The Company (D101-019)

The Company

This one was OpenQuest Modern. Around the early 2010s, when OQ had been out for a while,  one of the regulars posted about using OQ mashed up with D20 Modern SRD to create a secret service vs Cthulhu game on our forum. I said nope on that one for many reasons, and I realised that I was enjoying all manner of Modern Day thrillers and had no roleplaying outlet.  So I put out the call for someone to turn the OQ SRD into OQ Modern, and Rik Kershaw Moore answered the call. About 12 months later, The Company was the result. Published on 13/04/2012, as a softcover/hardcover and pdf via Lulu.com

The game is centred firmly around a fictional UK Private Military Contractor, a modern-day mercenary company that recruit primarily from ex-UK Armed Forces and with a Royal Charter to provide military services in response to falling numbers of UK armed forces.
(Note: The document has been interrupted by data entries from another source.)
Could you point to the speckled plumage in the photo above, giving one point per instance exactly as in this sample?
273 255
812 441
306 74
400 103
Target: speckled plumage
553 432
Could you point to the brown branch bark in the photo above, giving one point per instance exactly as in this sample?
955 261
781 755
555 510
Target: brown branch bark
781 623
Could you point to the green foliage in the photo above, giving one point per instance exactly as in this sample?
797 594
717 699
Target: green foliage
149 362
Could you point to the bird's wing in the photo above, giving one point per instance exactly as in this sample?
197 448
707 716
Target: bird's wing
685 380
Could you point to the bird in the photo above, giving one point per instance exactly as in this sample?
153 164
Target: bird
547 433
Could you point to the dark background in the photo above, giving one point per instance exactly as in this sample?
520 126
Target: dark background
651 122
In many ways, the Company is my favourite of the early trio of OQ games, completed by OQ 1-2 (Fantasy) and River of Heaven (Sci-Fi). I ran some fun convention games. Operation Mudbrick, where operatives guard an archaeological team in the ancient city of UR post-Gulf War 2, and Operation Camphor, where the team reclaims a recording device left by a spy working for The Company that had been left in the Lockheed Sea Shadow, which was now floating inside the hull of a converted cargo ship in one of the US Fleet Arm fleets, moored off the coast of California. In many ways, the scenarios I ran for The Company, although based on real-life situations, were more fantastic and eye-opening than the weirdest fantasy adventures I’ve written.

While the Company was a good steady seller over the years, I never got beyond publishing the core rulebook, even though there was an adventure book and companion written because its principal author – Rik – suddenly left the hobby.  The main rulebook finally went out of print at the end of the OQ3 Kickstarter back in October 2020.

One day, I hope to bring back The Company for OQ 3, but it will be a slightly different set-up, with a different name (Modern Operations is the current favourite).

Update: Inspired by the nostalgia this post brought up, and with my interest piqued as a Game Designer, I’ve started working on the spiritual successor to the Company, Modern Operations.